R code used for each of the graphics is available here.

While flipping through an issue of the Economist a few years ago, I stumbled across an article summarizing UFO sightings reported across the US. It wasn’t a full feature, but the topic was playful and I lingered on it longer than I spent with the rest of the issue. The author had put together a map charting sightings by state, and a plot looking at how sightings were distributed across the day. Their conclusions were pretty straightforward:

  1. sightings are more likely to be rural, “shunning” big cities due to light pollution
  2. sightings are most most likely to occur
  • when people aren’t working
  • when people are likely to be drinking

For a short blurb, these takeaways seem tidy, but for a piece titled “Everything you need to know about UFOs”, I felt like there wasn’t enough to chew on. How much is alcohol really implicated in sightings of this kind? What about other local factors? These felt like glaring questions, but my musing was shelved when I closed the magazine. Lucky for me, Kaggle posted an updated version of the dataset to download, and I couldn’t wait to look at some of these questions closer.

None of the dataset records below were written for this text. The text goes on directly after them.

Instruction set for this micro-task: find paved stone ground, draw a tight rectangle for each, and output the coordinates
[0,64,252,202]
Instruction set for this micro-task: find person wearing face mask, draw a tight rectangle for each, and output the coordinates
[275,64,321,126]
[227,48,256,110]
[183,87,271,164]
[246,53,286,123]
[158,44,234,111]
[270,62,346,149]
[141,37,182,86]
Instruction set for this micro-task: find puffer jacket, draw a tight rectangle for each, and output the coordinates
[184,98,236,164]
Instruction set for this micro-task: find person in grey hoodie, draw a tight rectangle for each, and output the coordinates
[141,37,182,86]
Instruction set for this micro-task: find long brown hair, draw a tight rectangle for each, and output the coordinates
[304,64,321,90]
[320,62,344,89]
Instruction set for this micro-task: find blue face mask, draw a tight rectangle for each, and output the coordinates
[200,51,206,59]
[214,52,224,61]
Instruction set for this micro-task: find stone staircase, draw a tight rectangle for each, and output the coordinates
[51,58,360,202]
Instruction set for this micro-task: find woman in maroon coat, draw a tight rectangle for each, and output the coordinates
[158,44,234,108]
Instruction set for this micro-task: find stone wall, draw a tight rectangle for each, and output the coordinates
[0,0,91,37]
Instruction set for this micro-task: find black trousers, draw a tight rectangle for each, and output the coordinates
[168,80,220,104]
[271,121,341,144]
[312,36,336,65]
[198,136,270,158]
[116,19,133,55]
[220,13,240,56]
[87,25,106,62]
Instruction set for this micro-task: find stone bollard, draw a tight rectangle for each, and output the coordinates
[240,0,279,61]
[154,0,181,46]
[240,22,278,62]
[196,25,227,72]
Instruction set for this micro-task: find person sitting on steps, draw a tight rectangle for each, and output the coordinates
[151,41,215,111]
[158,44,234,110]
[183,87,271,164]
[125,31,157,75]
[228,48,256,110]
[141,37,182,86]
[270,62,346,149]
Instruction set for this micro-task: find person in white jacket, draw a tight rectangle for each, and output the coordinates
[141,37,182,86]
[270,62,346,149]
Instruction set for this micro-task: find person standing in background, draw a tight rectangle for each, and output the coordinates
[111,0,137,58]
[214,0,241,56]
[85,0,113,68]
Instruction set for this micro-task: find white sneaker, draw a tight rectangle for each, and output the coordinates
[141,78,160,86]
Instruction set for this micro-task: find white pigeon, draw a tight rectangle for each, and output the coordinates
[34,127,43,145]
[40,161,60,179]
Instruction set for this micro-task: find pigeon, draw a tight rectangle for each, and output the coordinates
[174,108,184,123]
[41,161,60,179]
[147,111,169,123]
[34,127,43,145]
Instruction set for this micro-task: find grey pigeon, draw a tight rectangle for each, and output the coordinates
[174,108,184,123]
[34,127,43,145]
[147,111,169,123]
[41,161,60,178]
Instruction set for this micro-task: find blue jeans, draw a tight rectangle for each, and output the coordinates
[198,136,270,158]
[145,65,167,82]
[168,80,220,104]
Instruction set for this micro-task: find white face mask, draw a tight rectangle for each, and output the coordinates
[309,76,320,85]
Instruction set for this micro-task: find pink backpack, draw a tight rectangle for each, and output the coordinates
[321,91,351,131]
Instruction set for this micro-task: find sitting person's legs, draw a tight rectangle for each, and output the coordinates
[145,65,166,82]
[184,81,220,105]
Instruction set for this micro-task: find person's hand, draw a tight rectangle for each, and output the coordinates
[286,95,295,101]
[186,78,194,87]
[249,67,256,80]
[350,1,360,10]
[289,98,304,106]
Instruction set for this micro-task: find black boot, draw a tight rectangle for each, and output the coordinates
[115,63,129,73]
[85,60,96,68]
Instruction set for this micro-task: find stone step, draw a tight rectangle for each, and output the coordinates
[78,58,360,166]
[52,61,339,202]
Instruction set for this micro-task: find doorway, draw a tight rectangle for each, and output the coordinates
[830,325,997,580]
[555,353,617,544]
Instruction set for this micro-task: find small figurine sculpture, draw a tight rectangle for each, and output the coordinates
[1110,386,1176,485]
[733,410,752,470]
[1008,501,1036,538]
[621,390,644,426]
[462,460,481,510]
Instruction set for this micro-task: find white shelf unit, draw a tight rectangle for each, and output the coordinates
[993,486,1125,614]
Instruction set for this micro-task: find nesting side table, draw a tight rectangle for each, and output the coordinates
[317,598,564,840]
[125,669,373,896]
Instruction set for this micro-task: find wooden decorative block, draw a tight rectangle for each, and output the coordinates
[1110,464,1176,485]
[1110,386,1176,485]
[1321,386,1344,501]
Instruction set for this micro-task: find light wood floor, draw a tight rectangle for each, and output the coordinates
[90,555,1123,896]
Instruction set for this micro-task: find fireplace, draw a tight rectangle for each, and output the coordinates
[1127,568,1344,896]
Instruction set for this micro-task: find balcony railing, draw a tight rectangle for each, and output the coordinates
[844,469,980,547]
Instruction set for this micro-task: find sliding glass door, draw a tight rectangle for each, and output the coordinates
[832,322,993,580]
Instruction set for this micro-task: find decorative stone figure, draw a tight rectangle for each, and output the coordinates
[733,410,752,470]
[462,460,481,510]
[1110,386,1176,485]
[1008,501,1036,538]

Each row in the data is an individually reported sighting, archived by the National UFO Research Center in Washingon (NUFORC). Over 80,000 events are recorded, going all the way back to the early 1900s. In addition to listing the date/time that a sighting was reported, the shape of the object, city, state, country, and latitude/longitude coordinates are all recorded. Most of the reports are from the US (78.6%), so I decided to keep my focus there.

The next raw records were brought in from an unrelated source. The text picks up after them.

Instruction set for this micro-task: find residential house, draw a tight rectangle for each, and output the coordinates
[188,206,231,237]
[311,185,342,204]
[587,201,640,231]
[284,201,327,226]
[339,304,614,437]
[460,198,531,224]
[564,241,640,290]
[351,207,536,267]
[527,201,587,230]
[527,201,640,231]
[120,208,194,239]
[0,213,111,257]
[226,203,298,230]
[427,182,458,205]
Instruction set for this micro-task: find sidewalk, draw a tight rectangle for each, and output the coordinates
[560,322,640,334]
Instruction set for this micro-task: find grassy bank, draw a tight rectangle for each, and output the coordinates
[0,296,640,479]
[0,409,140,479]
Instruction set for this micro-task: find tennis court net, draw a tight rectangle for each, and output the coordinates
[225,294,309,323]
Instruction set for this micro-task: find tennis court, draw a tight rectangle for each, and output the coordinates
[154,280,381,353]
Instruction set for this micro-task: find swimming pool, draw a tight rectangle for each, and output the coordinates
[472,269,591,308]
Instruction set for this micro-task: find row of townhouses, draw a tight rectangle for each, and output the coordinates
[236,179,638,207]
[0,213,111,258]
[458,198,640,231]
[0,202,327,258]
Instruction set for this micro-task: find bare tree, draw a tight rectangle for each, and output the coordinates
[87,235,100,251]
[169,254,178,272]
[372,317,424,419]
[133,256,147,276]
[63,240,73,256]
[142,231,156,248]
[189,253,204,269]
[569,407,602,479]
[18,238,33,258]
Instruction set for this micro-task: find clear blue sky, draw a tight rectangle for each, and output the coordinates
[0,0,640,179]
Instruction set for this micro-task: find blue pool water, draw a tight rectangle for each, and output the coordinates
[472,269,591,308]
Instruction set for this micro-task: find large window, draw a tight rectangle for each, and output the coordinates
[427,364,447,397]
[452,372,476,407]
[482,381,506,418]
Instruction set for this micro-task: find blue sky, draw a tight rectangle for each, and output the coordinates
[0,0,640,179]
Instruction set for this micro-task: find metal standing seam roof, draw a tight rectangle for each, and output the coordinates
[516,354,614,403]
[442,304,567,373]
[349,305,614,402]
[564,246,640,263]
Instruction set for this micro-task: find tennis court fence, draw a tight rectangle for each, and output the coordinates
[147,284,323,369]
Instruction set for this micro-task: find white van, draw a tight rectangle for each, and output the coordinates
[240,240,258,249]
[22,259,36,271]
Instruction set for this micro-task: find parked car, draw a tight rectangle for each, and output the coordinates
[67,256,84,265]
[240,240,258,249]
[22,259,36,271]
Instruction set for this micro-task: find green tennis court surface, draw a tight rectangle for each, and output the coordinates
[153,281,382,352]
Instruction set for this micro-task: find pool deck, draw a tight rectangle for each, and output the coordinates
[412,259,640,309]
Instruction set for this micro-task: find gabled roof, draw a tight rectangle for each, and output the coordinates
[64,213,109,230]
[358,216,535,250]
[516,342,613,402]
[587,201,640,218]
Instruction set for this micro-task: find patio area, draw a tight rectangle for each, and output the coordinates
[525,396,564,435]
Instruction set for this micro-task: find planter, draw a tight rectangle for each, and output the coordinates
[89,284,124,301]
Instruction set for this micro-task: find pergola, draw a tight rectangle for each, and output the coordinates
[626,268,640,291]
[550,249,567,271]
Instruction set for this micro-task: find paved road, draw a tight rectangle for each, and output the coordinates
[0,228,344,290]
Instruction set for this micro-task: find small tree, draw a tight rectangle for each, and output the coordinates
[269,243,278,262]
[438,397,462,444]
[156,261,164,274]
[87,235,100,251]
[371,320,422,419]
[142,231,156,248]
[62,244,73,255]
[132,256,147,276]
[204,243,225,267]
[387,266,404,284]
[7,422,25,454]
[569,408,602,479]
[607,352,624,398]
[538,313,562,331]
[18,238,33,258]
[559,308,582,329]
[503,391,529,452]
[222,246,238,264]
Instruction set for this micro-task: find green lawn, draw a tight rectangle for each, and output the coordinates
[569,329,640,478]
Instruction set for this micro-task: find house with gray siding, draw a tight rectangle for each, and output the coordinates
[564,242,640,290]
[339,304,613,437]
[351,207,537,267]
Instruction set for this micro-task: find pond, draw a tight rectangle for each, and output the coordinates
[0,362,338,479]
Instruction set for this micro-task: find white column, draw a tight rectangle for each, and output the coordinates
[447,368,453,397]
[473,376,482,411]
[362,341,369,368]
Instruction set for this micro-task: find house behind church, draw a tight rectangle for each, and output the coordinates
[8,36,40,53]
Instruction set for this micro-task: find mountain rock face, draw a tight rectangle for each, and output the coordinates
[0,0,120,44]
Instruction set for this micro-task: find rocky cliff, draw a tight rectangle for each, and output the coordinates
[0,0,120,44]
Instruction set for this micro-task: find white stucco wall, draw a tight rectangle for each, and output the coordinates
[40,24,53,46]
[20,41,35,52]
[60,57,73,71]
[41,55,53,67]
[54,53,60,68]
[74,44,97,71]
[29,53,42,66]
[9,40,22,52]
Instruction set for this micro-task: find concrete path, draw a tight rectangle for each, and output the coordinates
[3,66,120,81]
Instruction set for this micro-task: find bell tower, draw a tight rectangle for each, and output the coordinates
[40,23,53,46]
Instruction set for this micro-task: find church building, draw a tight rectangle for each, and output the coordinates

The number of sightings reported is increasing

As far as I know, national excitement about UFOs was strongest during the Cold war. Project Blue Book was set up by the US Airforce in the 50s, and aimed to collect evidence and explain different sightings being reported. It was ultimately shut down due to discontinued funding and inconclusive findings. I expected to see more documented sightings between the 50s-70s, but this definitely isn’t reflected in the file. This is a good point to consider the limitations of what we’re working with. NUFORC was started in 1974, so perhaps it’s surprising they’ve taken the time to record anything earlier than that at all. Secondly, the number of sightings reported to NUFORC, and the “actual” number of sightings in a given place aren’t the same thing.

That said, the number of sightings in each state has seen a steady climb since 2000. My guess is that due to prominence of search engines, awareness of NUFORC (and thus, the likelihood of reporting) has increased. You can follow the trend with the boxplots below. Each state contributes their count for a given year, and the boxplot helps give a sense how much they vary from each other.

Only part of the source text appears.